Sateliot is working closely with 3GPP to help shape the standards to be released this year, which, according to Sanpera, will be critical to integrating IoT satellite solutions with terrestrial mobile operators.
He said technologies developed before the completion of these standards would not be able to integrate effectively with the terrestrial mobile ecosystem.
However, OQ is confident that it will be able to adapt to the incoming standards, according to Qaise, because “the 3GPP standard provides guidance for compliance requirements, not the actual implementation.”

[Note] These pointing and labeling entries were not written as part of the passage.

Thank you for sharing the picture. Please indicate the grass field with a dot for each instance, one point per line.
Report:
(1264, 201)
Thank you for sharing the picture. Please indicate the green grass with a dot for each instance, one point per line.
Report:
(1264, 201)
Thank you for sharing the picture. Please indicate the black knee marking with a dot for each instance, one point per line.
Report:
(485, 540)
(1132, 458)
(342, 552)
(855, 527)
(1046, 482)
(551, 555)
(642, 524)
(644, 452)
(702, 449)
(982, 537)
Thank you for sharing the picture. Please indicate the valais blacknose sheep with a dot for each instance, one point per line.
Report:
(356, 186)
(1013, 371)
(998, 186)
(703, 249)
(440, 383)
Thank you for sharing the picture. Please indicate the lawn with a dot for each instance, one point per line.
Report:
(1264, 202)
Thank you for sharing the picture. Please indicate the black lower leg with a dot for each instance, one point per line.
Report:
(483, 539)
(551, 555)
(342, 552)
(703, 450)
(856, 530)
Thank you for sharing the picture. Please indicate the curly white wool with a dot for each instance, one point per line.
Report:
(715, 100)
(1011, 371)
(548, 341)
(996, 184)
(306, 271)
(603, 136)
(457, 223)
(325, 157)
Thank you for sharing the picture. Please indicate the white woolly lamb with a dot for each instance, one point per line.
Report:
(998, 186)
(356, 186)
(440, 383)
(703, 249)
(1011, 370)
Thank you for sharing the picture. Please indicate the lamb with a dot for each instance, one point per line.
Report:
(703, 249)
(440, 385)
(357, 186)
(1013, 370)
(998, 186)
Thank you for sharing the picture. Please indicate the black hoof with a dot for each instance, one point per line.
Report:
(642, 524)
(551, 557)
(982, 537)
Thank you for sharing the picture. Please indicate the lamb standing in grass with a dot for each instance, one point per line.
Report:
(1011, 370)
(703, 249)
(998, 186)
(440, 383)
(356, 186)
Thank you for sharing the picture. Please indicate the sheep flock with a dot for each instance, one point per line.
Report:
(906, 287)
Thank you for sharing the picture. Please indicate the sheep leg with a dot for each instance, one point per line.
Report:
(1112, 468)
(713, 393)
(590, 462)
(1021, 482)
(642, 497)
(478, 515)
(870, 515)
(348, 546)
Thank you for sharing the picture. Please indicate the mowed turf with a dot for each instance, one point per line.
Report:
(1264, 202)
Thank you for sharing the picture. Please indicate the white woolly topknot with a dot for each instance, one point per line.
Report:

He told SpaceNews these instructions allow the startup to implement “effective features based on software-level requirements and specifications” that can be updated as needed.
“The hardware on board our satellites is programmable, so the software can be updated in orbit,” he said.
According to OQ, it successfully tested a custom terminal compatible with 5G terrestrial technology with Tiger-2, the startup’s first commercial nanosatellite, which was launched during the SpaceX Falcon 9 mission in June.
Lithuania NanoAvionics announced the contract last year to create, integrate and operate Tiger-2 on behalf of OQ.
Qaise my plans deploy up to six more satellites in 2022 under an agreement with spaceflight broker to create a team of more than 60 spacecraft.
He said the company’s next satellite, Tiger-3, is scheduled to launch as part of the SpaceX Transporter-4 mission “no earlier than April 2022.”
OQ has five more patents in the U.S. and Europe that, according to Qaise, will also give it an edge over other companies vying for a new market for small satellite IoT. These patents cover frequency and time synchronization technologies, IoT device localization, and intersatellite communications.
The startup aims to use small satellites in low Earth orbit to connect low-power devices in rural and remote locations to track assets, control drones, telematics vehicles and other applications that require less than 10 milliseconds of delay.
Satellite said Feb. 9 he raised 10 million euros ($ 11.4 million) in the Serie A round after also launching inaugural satellite for a similar IoT business last year.
The Spanish startup said the funds will support research and development to grow its business. It also plans a Series B series to support the launch of 16 nanosatellites in 2022-2023.